Bab 12
"Kenapa? Kalian kenapa diam saja?" Melihat keduanya tidak menjawab, Risa langsung panik dan bertanya.
"Jangan-jangan kalian benar-benar berpikir mau cerai? Aku ... hhh ... hhh ... hhh!" Belum selesai bicara, napasnya kembali menjadi berat dan cepat.
Suara napasnya dalam dan berat.
Eric langsung panik dan segera menenangkan Risa. "Nggak, Nenek! Kami nggak pernah berpikir mau cerai! Jangan panik, tarik napas pelan-pelan."
Mendengar itu, Sania melirik Eric sekilas.

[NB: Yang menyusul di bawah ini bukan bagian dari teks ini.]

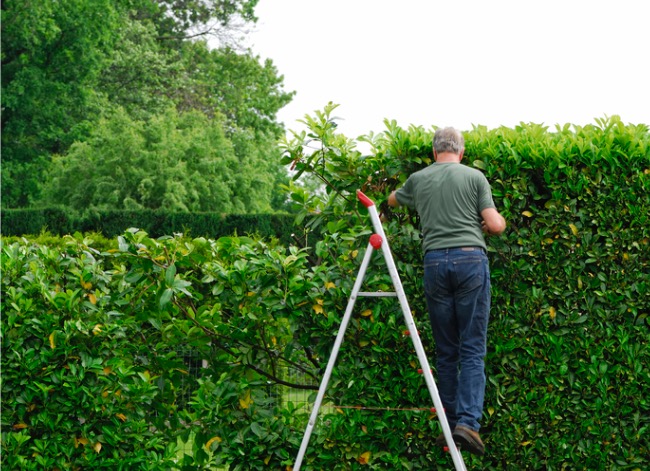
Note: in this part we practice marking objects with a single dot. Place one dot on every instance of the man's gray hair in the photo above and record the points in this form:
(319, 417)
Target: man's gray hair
(448, 140)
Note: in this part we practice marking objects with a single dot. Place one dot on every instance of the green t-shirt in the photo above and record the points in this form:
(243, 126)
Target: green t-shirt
(449, 198)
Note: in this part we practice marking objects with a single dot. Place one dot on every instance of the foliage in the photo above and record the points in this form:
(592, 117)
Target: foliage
(171, 162)
(568, 345)
(73, 72)
(52, 53)
(28, 222)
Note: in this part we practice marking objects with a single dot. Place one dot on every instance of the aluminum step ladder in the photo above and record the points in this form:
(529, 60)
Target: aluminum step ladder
(377, 242)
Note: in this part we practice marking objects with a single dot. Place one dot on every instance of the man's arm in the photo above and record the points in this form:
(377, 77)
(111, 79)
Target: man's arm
(392, 200)
(493, 223)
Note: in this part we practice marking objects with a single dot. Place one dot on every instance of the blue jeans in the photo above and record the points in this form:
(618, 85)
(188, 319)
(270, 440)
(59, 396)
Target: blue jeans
(457, 289)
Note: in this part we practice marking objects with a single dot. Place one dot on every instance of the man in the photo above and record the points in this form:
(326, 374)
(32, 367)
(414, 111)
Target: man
(455, 206)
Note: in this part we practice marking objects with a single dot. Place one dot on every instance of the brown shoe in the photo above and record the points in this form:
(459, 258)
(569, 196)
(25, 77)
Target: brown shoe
(469, 440)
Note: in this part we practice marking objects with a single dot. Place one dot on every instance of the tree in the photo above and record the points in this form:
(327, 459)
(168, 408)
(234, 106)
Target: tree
(176, 162)
(52, 53)
(71, 66)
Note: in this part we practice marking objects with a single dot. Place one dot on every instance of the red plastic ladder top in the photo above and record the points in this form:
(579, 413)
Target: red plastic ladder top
(367, 202)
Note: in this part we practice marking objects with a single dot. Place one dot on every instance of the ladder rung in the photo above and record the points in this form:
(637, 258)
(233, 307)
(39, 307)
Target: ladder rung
(376, 293)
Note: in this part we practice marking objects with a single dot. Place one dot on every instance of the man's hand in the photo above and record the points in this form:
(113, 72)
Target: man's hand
(392, 200)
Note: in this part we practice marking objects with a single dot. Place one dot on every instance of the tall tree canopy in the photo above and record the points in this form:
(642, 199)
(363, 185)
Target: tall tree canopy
(73, 68)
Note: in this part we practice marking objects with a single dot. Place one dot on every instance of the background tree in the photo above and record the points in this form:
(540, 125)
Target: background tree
(176, 162)
(70, 68)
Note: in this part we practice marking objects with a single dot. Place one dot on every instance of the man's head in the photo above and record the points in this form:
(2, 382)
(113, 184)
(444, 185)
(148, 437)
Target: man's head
(448, 140)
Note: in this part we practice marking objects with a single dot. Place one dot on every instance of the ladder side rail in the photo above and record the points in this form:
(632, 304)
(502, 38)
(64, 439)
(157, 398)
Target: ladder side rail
(332, 360)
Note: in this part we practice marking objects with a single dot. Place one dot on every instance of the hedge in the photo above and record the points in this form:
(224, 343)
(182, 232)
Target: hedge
(568, 354)
(18, 222)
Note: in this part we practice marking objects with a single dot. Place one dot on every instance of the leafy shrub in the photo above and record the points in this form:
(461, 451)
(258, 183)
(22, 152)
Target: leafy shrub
(568, 354)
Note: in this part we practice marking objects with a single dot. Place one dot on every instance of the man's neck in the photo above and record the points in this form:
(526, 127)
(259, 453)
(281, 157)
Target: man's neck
(447, 158)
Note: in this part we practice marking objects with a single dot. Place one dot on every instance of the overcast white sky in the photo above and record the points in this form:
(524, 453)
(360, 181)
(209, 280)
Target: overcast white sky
(459, 62)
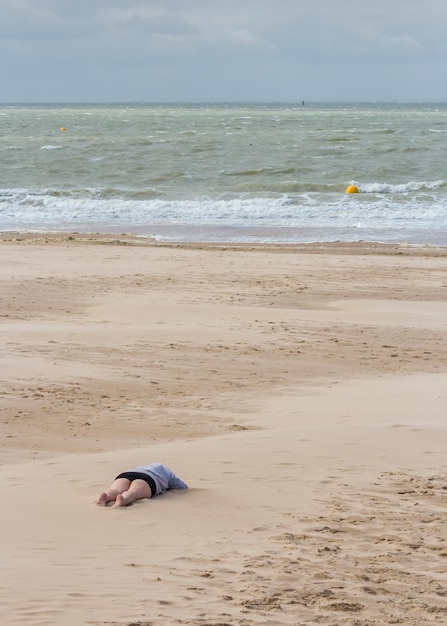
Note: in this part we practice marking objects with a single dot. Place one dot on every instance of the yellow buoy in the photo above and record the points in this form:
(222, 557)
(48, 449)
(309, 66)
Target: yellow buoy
(352, 189)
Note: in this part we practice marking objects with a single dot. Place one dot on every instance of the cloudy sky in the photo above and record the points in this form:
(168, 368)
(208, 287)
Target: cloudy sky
(223, 50)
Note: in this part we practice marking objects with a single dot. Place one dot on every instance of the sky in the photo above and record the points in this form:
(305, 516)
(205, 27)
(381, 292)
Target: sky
(223, 50)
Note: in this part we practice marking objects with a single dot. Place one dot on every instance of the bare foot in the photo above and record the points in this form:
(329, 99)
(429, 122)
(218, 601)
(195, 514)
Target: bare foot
(120, 501)
(102, 500)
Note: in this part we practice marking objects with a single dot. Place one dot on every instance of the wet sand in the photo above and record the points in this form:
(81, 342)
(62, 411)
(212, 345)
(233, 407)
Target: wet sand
(300, 391)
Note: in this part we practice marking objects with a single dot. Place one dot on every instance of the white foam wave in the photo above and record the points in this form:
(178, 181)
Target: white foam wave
(400, 188)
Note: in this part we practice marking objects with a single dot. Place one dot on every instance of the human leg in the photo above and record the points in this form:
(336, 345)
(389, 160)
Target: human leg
(119, 486)
(138, 490)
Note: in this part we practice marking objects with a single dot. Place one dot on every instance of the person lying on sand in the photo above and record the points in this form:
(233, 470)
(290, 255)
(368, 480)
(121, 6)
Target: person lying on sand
(144, 481)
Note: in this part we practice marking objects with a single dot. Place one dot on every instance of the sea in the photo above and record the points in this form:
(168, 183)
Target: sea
(228, 172)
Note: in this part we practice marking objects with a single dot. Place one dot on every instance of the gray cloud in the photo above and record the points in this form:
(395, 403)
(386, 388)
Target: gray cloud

Dia tahu, Eric bicara begitu hanya demi menenangkan Nenek.
"Sania." Risa kembali memanggilnya.
"Ya, Nenek."
Risa menggenggam tangannya erat-erat. "Nenek hanya mengakuimu sebagai satu-satunya cucu menantu. Kalau Eric berani menyakitimu, kamu harus kasih tahu Nenek. Nenek yang akan memarahinya!"
Kata-kata itu membuat hati Sania terasa hangat.
Dia benar-benar berterima kasih pada Risa.
Tapi ... dia sudah benar-benar sadar sekarang.
Kalau bukan miliknya, sekeras apa pun dipaksakan, dia tidak akan pernah menjadi miliknya.
Urusan perasaan, justru hal yang paling tidak bisa dipaksa.
Hanya saja, demi menenangkan Risa, Sania akhirnya tetap berkata hal yang bertolak belakang dengan hatinya, "Tenang saja, Nenek. Eric nggak menyakitiku. Kami baik-baik saja."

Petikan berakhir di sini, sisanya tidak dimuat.